ILO190 imzalanmıyor, kayyumlara ve Kürt kadınların kazanımlarının gasp edilmesine sistematik olarak devam edilirken, eski kocası tarafından öldürülen kadınlar için İçişleri Bakanı “kapıyı açmasalardı” diyebiliyor
Türkiye’de 25 Kasım eylemlilikleri esas olarak 25 Kasım’ın 1993’te BM tarafından “Uluslararası Kadına Yönelik Şiddet ile Mücadele Günü” olarak belirlenmesinin ardından Mor Çatı’nın güne ilişkin etkinlik-eylem düzenleme kararıyla, adım adım toplumsal muhalefetin gündemine girdi.

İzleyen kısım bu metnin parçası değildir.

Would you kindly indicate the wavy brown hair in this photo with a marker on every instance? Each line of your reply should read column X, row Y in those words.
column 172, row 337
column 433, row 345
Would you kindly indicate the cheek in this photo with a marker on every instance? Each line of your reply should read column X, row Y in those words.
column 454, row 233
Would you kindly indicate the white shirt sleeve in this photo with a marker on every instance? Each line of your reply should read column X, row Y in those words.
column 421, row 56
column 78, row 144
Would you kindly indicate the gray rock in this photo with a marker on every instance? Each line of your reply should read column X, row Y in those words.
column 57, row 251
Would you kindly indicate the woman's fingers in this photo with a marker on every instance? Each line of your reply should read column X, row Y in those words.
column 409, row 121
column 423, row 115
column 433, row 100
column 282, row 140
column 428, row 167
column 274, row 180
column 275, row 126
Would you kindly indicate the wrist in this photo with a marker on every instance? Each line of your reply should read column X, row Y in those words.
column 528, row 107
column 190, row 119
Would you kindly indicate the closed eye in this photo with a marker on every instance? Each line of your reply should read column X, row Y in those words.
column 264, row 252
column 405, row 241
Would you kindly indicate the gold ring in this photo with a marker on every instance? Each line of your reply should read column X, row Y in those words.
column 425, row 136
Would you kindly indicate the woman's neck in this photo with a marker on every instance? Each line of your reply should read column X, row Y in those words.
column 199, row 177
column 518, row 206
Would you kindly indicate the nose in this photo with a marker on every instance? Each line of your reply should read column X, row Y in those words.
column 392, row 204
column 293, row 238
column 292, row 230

Sosyalist hareket ile feminist hareket arasındaki tartışma da ilerleyen yıllarda başladı. Uzun yıllar feminist hareket olarak “kadına yönelik şiddet” kavramını kullanıyorduk. 25 Kasımlarda Mirabel kardeşlerin maruz kaldığı şiddetin devletin paramiliter güçlerince uygulanmasının ötesinde, yaşadığımız topraklarda devletin kolluğunun ve paramiliter güçlerinin tarihsel olarak yaygın cinsel şiddeti nedeniyle “Erkek devlet şiddetine hayır” sloganı dövizlerde ve pankartlarda da hep yer alıyordu. İstanbul’da feminist hareketin 2007’de dayağa karşı yürüyüşün 20. yıl etkinliklerinde “kadına yönelik şiddet” yerine “erkek şiddeti” kavramını kullanmasının ardından 2007’den itibaren 25 Kasımlardaki ortak platformlarda da (tartışmalı toplantılar sonucu da olsa) erkek şiddeti kavramı kullanılmaya başlandı. O zamanki gerekçe [hatırladığım kadarıyla] somut olarak şiddetin failinin belirlenmesi, bizzat ailemizdeki erkekler olduğunun anlaşılması içindi. Bugün hiç kuşku yok ki hetero-patriayrakanın kendini yeniden üretmesinde erkek şiddetinin LGBTİ+’lara uygulanması da kavramın kapsamında sıklıkla vurgulanıyor.
Neden erkek şiddeti
Genel olarak tartışmalarda “erkek devlet” şiddetinin kabul görmesine rağmen bugün mücadelenin hedefine hiç kuşkusuz erkek devlet şiddeti koyarken erkek şiddeti kavramını ayrı bir başlık olarak altını çizerek belirtme ihtiyacı ortada. Çok derin analizler yapmadan anlatmaya çalışırsak erkek şiddeti kavramsallaştırması patriyarkanın/erkek egemen sitemin kapitalizmden ayrı iç dinamikleri olan bir sistem olduğu ve kendini yeniden üretmek için rızanın dışında şiddete de kurumsal olarak ihtiyaç duyduğu analizine dayanıyor. En bildik tezlerle söylersek evdeki işçi erkeğin evdeki işçi kadını dövmesinden sermayenin somut bir çıkarı yok. Evdeki erkeğin, kadını yaptığı yemeği beğenmediği için dövmesinde hiç kuşku yok ki kadının asli görevinin ev işleri olması ve aile denen kurumun yazılı hukukta yer almasa bile erkeğe yemeği beğenmediğinde kadına vurma hakkını tanıması belirleyici. Cinsel taciz faillerinin sadece işyerindeki patron ya da patron temsilcisi ustabaşılar değil bizzat beraber sınıf mücadelesinin parçası olduğumuz işçi erkekler, sokaktaki tanımadığımız adamlar ve hatta evdeki ailedeki babalar, abiler vd. olması gibi. Feminist mücadelenin yükselişi ve kadınların yaşadıkları şiddeti ve şiddet türlerini bilince çıkarmalarıyla 30-35 yıl öncesinden farklı şiddet türlerine karşı da mücadele ve bilinç yükseldi. Evet partner şiddeti 2. Dalga Feminist Hareket ile ilk sorgulanan şiddetti, ama son 15-20 yıldır özellikle flört şiddeti, hayır hayır demektir diye yükselttiğimiz sözümüzü artık “evet demediysem hayırdır” diye tamamlıyoruz.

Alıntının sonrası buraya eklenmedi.